• U.S.

Nation: I’m Kind of Moderate

4 minute read

Reagan gets a sunny welcome from an old opponent

While President Carter confronted Ted Kennedy at the White House, a much more amiable encounter reunited the two most eminent figures in the G.O.P. They had never been friends, and as recently as last March, Gerald Ford had described Ronald Reagan as “unelectable.” But as they strolled out of their meeting near the 13th hole of the Thunderbird Country Club in Palm Springs last week, Ronnie and Jerry looked as if they had been lifelong pals. Smiling and relaxed in a blue blazer and beige slacks, Ford called the talks “very, very constructive.” Said he: “We are establishing a relationship that is vitally important. I pledge myself to campaign wholeheartedly.”

During their meeting, Ford urged Reagan to concentrate on three key issues: unemployment, weak national defense and the vagaries of Carter’s foreign policy.
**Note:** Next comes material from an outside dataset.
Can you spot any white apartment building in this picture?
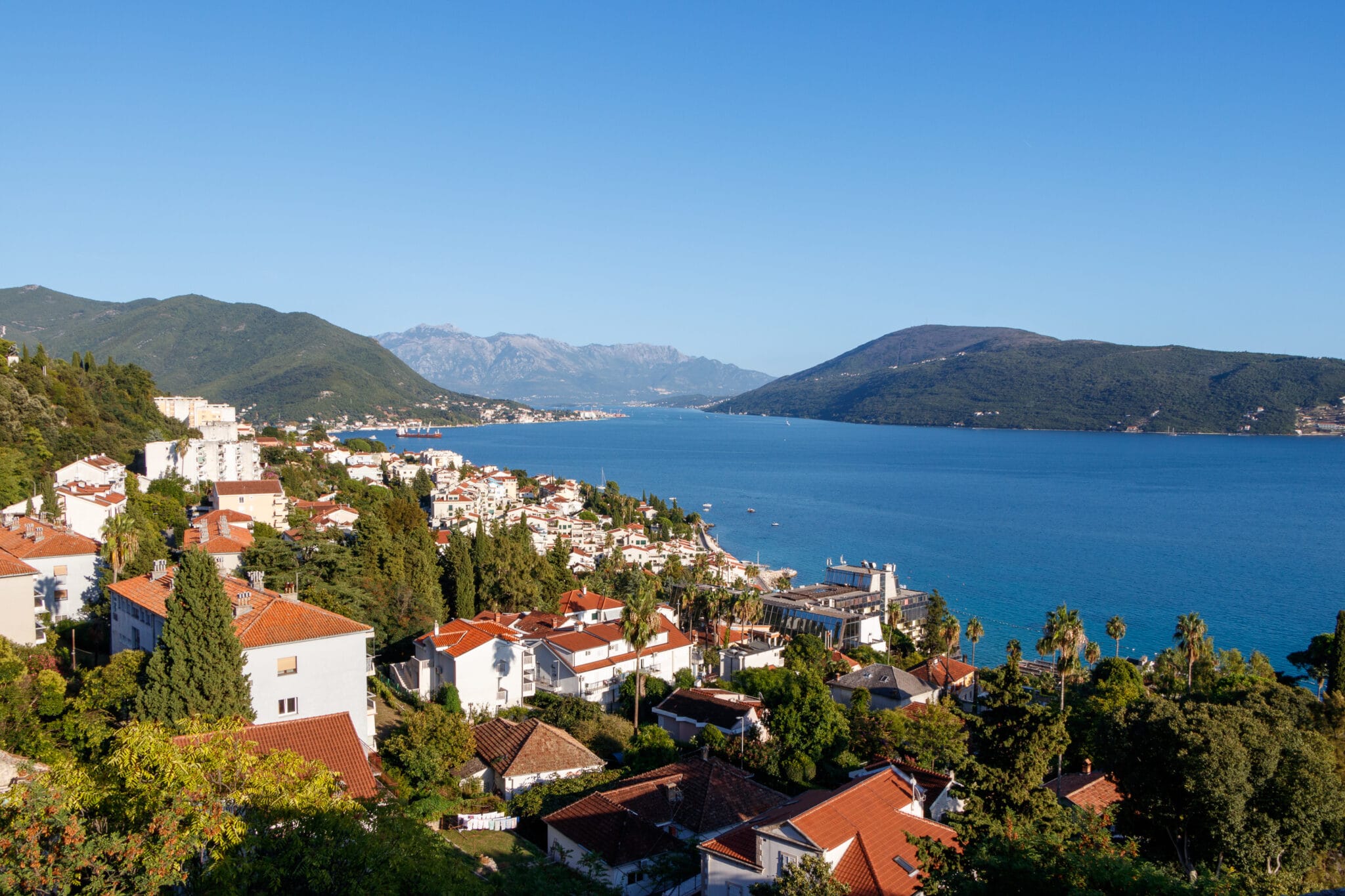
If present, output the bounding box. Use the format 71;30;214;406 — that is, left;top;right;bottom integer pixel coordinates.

About that charge of Reagan’s being unelectable, Ford said he changed his mind when the economic news grew worse. He also felt that Reagan had “moderated” some of his earlier views. Reagan did not quite accept that. He said that changes had occurred in the “perception of my viewpoints rather than my viewpoints themselves.”

Much of the interest in the Reagan-Ford meeting had been aroused by reports that the two could be persuaded to join forces on the G.O.P. ticket, but Ford firmly ruled himself out as a possible vice-presidential candidate. He gave as his reason the constitutional obstacle against the President and Vice President living in the same state: namely, California. Accepting the No. 2 spot, said Ford, would create a “problem of such magnitude that I wouldn’t even consider it.” To take up residence elsewhere would be a “phony operation.”

Ford faced other problems as well. At 66, he is only three years younger than Reagan and could not very easily be considered a successor. Moreover, he does not want to get bogged down again in the minutiae of government. Explains an aide: “He wants to help on things like peace treaties, but he damn well does not want to get involved in water projects.”

With Ford out of the running, Howard Baker remains a top contender for the vice presidency, but a certain amount of opposition to him is building. While his skilled performance as Senate minority leader has won him the plaudits of G.O.P. moderates and even Democrats, he remains unacceptable to much of his party’s right wing because of his support of the Panama Canal treaties and federal funding for abortions.

George Bush, though considered a weak campaigner by some Reagan advisers, does not arouse the same degree of animosity among the party’s right wing. He would be grudgingly accepted by them, and he demonstrated popularity in the big states during the primaries. Ford is expected to support Bush, who was his CIA director.

Others under serious consideration as Reagan’s running mate are Indiana Senator Richard Lugar, New York Congressman Jack Kemp, former U.S. Treasury Secretary William Simon and Donald Rumsfeld, president of G.D. Searle & Co., who was Ford’s chief of staff and then Secretary of Defense. Reagan advisers have even discussed hawkish Democratic Senators Sam Nunn and Henry Jackson, but they are more likely to be considered for Defense Secretary. The consensus is that Reagan will choose a middle-of-the-road Republican.

Reagan’s immediate problem is to perk up his now slumbering campaign. He is still coasting on his familiar rhetoric; his aides have not supplied him with either fresh ideas or language for the coming battle. Since Campaign Manager John Sears was fired in February, no one has acquired enough clout to give the candidate firm instructions. Sears’ replacement, William Casey, is gradually working into his job, but it takes a long time to win Reagan’s confidence. This week state and regional coordinators are meeting with Casey in Los Angeles to try to get organized for the fall.

Feeling that he has a solid base of 120 to 140 electoral votes, compared with Carter’s 80, Reagan plans to concentrate on four key states where the President is considered vulnerable: Texas, Illinois, Ohio and Pennsylvania. Reagan is budgeting roughly half the $29.4 million he will receive in federal campaign funds for TV, radio and print advertising. The ads will emphasize Reagan as the pragmatic Governor of California, a doer not an ideologue, an approach urged by Casey. To build an image as a statesman, Reagan plans to travel to Europe after the convention. Reflecting on his political philosophy, the man who was once considered the most ardent conservative in America admitted: “I think I’m kind of moderate.” Though, he added, “maybe we can overdo moderation.”